フィル・コリンズ(Phil Collins)は当時のことを「泥酔していた」のではなく、赤ワインを水代わりに飲んでいたと表現する。「朝起きたらまず一杯。テレビを見たり本を読んだりしながら、また一杯」。『Prog』誌のインタビューで、自身のかつての日常的な飲酒習慣についてこう語った。「体が耐えられる人もいるけれど、僕の体は壊れてしまった」

元ジェネシスのフロントマン兼ドラマーは、すでに3年間酒を断っていると明かした。「今の体調は、A1ランクだと思う。100パーセントね」と彼は語る。「努力してきたんだ。週3回リハビリを受けて、体力を取り戻してきた。すべて順調だよ」

コリンズは以前、2023年11月に病気で入院し、一度短期間退院したものの数週間のうちに再入院、治療は合計7ヶ月に及んだことを明かしていた。2024年4月には容体が一時危篤となり、家族がスイスへ駆けつけ、彼が持ちこたえられるか心配したという。今回『Prog』誌の取材では、当時の体の状態についてさらに詳しく語った。「腎臓も肝臓も白旗を上げていた。あの時はもう死にかけていたのに、それに気づかず、ただ体調を崩しているだけだと思っていたんだ」

今年に入ってからも彼は、現在24時間体制の在宅介護スタッフに服薬管理を手伝ってもらっていることや、膝の手術をすでに5回受けていることを明かし、その時期を「大変で、面白くて、もどかしいものだった」と振り返っている。最近では以前より「健康的」になったと感じていると語る一方、今年11月に開催されるロックの殿堂授賞式でのステージ出演は否定した。「ああいうことをやるにはベストな状態まで仕上げないといけない。ぶっつけ本番で出るわけにはいかないんだ。リハーサルが必要だし、歌わない状態が続くと喉がダメになってしまう」と説明しつつも、今後のライブ復帰については「検討する」と付け加えた。

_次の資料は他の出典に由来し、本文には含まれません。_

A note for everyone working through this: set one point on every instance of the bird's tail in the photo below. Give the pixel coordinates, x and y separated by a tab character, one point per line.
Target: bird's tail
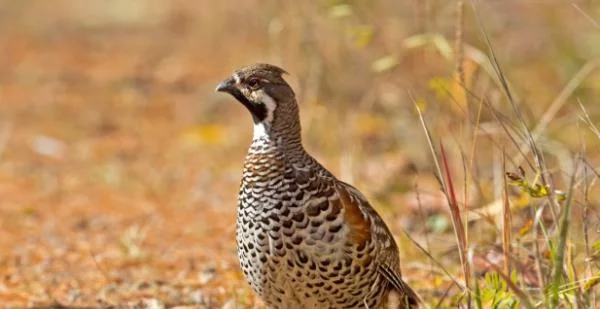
404	299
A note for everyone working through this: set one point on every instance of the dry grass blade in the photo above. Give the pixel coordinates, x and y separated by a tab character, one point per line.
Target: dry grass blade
457	221
585	71
562	240
430	143
506	222
436	262
586	118
531	141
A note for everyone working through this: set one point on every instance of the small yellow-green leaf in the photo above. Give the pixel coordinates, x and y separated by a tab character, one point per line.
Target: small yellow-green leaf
340	10
385	63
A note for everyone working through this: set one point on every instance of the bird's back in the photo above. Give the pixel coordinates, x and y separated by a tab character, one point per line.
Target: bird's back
307	240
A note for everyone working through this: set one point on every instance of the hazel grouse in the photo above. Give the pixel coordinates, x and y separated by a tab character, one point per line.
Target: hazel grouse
305	239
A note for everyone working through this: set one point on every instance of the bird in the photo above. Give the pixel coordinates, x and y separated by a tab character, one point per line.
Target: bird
305	239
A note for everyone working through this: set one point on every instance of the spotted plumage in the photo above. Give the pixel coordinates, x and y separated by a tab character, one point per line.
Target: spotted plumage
305	239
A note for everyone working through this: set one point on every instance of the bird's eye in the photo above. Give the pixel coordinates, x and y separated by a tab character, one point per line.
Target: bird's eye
253	83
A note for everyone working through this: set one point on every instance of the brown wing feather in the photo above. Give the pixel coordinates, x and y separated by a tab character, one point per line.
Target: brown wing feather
366	225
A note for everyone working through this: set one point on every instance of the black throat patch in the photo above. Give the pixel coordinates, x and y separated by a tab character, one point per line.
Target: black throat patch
257	109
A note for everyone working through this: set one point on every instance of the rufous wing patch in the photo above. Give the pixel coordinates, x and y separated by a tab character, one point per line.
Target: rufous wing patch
360	227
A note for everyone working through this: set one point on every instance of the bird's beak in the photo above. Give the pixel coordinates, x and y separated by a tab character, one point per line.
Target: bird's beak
227	85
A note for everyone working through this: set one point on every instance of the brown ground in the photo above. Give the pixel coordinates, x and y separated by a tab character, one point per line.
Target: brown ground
119	166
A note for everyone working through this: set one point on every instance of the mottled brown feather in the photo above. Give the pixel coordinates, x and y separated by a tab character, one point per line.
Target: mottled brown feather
360	227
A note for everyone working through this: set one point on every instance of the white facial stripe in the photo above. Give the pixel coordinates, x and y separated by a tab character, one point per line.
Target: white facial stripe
260	131
270	104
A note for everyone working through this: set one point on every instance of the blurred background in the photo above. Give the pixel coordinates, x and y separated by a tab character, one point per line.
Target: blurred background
119	165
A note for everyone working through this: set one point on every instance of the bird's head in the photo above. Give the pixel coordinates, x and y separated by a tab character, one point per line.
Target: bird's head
263	91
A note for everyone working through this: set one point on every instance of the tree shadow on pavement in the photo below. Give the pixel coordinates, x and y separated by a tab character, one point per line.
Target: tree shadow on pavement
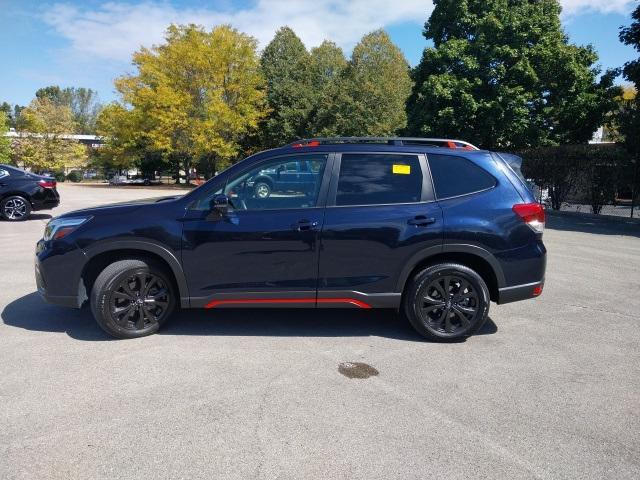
600	226
32	313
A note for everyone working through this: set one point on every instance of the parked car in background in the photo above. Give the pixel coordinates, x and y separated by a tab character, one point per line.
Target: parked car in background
23	192
134	180
427	227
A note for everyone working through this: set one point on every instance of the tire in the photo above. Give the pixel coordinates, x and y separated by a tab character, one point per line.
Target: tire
262	190
119	293
15	208
446	313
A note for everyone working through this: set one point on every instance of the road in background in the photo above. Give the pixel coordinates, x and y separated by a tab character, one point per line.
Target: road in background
549	389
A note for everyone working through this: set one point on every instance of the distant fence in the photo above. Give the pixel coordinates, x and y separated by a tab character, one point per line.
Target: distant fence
601	179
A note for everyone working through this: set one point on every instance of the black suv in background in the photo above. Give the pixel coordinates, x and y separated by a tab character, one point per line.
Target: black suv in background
23	192
433	228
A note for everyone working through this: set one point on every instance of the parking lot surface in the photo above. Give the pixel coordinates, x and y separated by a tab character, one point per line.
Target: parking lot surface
550	388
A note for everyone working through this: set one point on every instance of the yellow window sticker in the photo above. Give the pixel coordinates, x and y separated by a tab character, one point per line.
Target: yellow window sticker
402	169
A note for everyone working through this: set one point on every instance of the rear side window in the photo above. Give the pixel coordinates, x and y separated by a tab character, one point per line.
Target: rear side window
378	179
453	176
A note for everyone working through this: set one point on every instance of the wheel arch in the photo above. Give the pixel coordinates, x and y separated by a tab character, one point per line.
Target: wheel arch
99	258
17	193
474	257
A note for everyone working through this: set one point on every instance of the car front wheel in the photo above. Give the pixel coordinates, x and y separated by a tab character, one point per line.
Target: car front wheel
132	298
447	302
15	208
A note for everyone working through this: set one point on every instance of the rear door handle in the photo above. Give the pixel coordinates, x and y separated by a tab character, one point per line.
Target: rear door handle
304	226
421	221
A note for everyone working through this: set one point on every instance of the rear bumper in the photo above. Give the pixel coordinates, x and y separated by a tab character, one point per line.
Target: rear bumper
520	292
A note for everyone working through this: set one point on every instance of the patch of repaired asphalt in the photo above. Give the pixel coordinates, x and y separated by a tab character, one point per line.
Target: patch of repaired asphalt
357	370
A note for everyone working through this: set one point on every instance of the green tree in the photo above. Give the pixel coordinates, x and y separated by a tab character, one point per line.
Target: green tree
629	117
44	144
83	102
5	142
197	94
290	97
368	97
501	73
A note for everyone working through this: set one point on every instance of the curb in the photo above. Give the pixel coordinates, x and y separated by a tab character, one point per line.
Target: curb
591	216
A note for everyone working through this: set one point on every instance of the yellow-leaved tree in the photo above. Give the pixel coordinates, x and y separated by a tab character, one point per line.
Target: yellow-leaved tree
197	95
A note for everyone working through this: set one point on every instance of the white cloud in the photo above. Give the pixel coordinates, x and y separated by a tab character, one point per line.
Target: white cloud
114	30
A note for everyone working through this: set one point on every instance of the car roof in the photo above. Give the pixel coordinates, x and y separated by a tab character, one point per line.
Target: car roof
374	147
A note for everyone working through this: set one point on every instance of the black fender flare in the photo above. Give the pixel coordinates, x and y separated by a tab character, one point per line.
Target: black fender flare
427	253
151	247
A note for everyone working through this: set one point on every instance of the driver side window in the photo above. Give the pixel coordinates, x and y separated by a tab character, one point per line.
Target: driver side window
278	183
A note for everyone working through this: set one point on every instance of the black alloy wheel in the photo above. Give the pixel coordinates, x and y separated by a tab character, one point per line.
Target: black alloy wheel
447	302
139	301
133	298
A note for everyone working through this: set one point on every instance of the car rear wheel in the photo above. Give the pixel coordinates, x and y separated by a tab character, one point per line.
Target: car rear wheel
15	208
132	298
262	189
447	302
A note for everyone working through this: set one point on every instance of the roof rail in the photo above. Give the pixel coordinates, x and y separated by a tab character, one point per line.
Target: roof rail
430	142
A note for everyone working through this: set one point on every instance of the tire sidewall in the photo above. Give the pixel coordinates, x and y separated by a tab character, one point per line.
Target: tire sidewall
7	199
102	312
426	277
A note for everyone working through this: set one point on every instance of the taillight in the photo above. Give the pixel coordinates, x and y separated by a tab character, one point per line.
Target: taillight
532	214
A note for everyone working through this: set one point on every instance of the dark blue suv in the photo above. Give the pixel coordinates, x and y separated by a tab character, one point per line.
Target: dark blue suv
435	229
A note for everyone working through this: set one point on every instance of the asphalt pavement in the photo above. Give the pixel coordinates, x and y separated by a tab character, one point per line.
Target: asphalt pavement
550	388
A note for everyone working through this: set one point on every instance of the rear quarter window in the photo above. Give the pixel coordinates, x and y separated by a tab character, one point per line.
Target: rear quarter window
454	176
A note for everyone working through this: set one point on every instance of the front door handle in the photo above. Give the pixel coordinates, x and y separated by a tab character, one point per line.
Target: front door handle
304	225
421	221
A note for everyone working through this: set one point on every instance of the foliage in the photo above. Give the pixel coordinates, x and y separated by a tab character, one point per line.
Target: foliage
5	142
198	93
590	173
628	119
501	73
12	113
43	146
630	35
75	176
124	139
83	102
369	96
326	69
285	64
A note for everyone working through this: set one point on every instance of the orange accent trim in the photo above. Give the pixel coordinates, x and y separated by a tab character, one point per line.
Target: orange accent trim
257	301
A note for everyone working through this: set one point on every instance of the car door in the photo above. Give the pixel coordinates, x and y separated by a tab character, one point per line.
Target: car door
262	250
380	214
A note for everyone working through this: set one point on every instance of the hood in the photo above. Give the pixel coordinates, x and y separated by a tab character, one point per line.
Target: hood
120	207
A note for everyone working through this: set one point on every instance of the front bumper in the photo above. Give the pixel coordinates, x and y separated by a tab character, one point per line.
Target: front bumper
57	273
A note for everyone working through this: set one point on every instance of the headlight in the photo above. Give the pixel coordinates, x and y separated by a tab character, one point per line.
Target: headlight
61	227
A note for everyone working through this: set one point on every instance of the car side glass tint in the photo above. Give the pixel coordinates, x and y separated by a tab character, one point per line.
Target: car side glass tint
453	176
379	179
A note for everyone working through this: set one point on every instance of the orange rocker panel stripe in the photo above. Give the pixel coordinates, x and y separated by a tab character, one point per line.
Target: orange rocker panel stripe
352	301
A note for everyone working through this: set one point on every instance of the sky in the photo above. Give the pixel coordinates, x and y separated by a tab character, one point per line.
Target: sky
89	43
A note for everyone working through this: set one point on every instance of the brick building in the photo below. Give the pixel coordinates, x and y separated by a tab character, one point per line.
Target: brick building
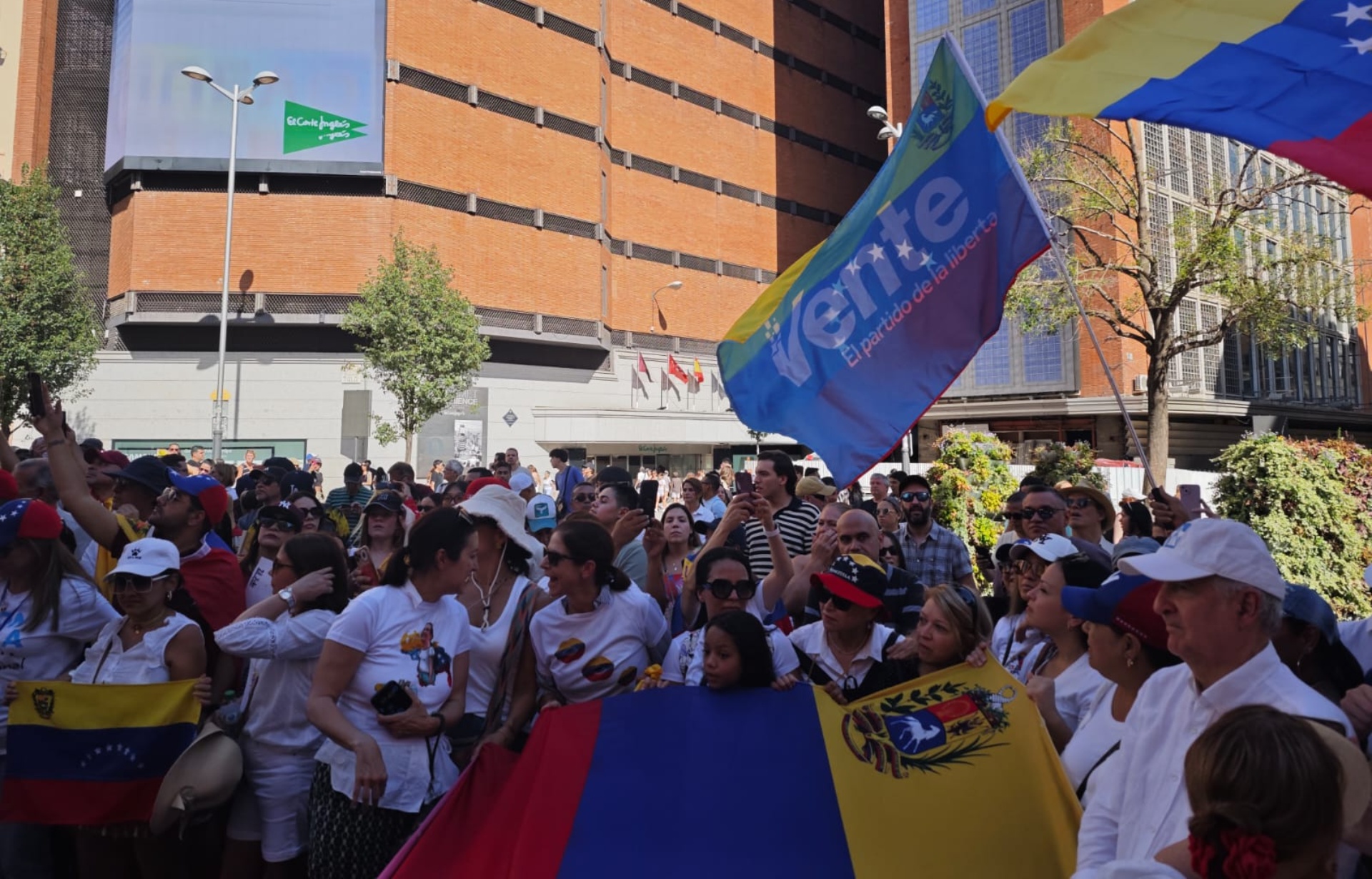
1033	389
568	161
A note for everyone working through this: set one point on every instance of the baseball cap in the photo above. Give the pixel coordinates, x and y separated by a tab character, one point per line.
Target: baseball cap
1212	547
1124	602
812	486
147	558
1048	547
149	472
209	491
855	577
541	513
1306	605
28	519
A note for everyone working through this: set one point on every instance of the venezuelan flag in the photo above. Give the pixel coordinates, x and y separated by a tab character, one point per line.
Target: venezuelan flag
898	785
1293	77
94	753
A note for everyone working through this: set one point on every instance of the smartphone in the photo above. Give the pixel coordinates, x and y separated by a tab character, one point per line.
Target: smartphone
648	497
392	698
36	406
1190	500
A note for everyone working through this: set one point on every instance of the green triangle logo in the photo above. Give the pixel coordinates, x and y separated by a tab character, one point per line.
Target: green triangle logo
305	128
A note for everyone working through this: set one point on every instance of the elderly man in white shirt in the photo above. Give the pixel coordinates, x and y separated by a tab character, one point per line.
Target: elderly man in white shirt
1221	601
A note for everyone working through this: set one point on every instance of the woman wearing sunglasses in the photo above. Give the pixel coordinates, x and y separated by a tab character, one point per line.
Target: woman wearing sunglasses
50	609
725	583
283	635
597	637
274	525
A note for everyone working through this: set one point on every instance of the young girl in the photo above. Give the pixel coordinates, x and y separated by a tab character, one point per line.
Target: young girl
737	653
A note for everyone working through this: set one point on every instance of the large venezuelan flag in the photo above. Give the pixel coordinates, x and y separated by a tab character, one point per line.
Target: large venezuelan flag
685	782
858	339
1293	77
94	753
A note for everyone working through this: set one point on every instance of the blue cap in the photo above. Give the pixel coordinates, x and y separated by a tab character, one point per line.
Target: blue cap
1306	605
1124	602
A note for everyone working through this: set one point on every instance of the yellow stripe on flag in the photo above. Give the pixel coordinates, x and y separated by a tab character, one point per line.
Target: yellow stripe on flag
929	761
1120	52
103	707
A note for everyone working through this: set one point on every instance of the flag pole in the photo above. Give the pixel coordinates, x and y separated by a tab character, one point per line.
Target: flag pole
1061	258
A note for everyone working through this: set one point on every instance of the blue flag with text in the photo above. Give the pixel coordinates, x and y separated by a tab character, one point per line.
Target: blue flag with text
857	340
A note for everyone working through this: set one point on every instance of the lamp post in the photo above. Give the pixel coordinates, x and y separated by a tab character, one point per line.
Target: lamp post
238	96
652	328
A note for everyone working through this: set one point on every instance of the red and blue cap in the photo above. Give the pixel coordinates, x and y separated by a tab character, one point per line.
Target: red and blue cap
28	520
1125	602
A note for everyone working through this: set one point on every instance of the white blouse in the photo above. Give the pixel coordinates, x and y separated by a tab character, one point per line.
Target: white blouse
144	662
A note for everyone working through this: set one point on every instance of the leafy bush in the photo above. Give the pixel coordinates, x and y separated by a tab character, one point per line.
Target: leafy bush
1075	464
970	483
1294	495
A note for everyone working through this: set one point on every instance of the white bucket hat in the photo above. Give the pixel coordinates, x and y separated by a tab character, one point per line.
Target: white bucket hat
507	509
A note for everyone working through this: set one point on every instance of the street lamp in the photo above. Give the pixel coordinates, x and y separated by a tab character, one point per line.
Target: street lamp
670	286
888	128
238	96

コリンズは今回、ソロアーティストとしてロックの殿堂入りを果たす。2010年にはジェネシスのメンバーとして一度殿堂入りを果たしている。同期入りにはOasis、Iron Maiden、Billy Idol、Sade、Luther Vandross、Wu-Tang Clan、Joy Division/New Orderらが名を連ねる。

新曲についても、コリンズの姿勢は以前よりずっと柔軟になっている。「今はもう『やらない』とは絶対に言わないよ」と彼は語る。「小さなスタジオを持っているから、そこに行って手を動かしてみて、何が起こるか見てみたいんだ。完成できるものもあれば、すでに完成しているものもある。だから、まったくあり得ない話じゃないんだ」

その一方でコリンズは現在、自身のファーストアルバム『Face Value』の45周年記念盤『Face Value (Full Value)』のリリースを準備中だ。この4枚組LPボックスセットには、ハーフスピードでリマスターされたバージョンをはじめ、デモ音源、未採用曲、未発表のライブ録音が収録される。発売は9月18日を予定しており、現在予約受付中となっている。